Conclusion and Outlook

Based on hands-on experience, CosyVoice v3.5 demonstrates advantages over Doubao in the precision and predictability of instruction control. While it requires an additional voice design step, the trade-off is more stable performance control and more precise pronunciation correction capabilities.

For power users of AI voice acting, a "dual-engine" strategy may be the most pragmatic choice right now — leveraging the respective strengths of different TTS services to find the optimal balance between stability and quality.

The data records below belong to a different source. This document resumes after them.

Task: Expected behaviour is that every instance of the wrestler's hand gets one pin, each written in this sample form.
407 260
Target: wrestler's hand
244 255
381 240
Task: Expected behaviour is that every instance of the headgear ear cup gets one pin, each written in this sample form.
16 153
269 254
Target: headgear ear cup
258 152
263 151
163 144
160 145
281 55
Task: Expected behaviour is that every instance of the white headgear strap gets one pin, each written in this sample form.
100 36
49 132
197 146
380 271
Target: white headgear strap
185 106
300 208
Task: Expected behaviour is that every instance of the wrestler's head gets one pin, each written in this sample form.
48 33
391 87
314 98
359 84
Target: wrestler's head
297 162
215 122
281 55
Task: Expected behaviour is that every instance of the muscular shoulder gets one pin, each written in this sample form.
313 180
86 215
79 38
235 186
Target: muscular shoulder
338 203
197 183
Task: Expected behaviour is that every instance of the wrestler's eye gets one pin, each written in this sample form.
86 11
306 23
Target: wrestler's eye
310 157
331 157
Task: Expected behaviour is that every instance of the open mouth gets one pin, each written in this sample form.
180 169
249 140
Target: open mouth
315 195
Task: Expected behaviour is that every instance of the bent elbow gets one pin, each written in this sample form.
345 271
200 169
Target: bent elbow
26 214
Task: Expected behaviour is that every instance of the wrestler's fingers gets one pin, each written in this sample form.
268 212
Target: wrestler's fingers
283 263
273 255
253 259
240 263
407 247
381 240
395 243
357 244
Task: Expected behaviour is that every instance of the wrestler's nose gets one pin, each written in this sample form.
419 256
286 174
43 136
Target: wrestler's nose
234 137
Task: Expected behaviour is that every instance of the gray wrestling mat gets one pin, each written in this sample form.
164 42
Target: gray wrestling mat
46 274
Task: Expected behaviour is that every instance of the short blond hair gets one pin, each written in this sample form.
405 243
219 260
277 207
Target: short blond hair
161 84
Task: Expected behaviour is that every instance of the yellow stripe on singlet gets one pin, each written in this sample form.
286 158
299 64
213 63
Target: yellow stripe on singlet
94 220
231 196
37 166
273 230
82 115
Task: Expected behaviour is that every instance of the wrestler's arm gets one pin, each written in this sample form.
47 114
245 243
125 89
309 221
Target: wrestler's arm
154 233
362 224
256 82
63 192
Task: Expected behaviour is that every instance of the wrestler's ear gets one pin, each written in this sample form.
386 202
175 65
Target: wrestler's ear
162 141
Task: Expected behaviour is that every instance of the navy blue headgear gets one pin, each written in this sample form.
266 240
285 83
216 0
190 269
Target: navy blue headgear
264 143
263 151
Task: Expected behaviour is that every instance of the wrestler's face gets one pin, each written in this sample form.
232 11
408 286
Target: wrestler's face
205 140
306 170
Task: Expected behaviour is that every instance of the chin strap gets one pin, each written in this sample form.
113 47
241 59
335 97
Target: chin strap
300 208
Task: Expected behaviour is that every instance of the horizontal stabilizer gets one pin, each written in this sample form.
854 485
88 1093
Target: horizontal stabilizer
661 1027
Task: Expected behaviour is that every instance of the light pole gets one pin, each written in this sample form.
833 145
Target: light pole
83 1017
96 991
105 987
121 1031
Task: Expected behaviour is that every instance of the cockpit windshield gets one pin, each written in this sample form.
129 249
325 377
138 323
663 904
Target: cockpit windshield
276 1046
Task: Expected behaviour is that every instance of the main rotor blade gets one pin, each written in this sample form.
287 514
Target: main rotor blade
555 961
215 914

The Chinese AI speech synthesis space is currently highly competitive, with major players including ByteDance (Doubao/Volcano Engine TTS), Alibaba (CosyVoice/Tongyi Speech), iFlytek (Spark Speech Synthesis), Baidu (ERNIE Speech), and a wave of startups and open-source projects like Fish Audio and ChatTTS. Each has different technical approaches and product positioning: Doubao TTS excels in rich preset voice profiles and ease of use, CosyVoice focuses on instruction control and open-source ecosystem development, while open-source solutions like ChatTTS offer developers greater customization freedom. For content creators, different TTS services have varying strengths and weaknesses across dimensions like voice naturalness, emotional expressiveness, stability, latency, and cost — adopting a multi-engine combination strategy has become common industry practice.

As CosyVoice v3.5 continues to iterate, Alibaba's competitiveness in the AI speech synthesis space is rapidly growing.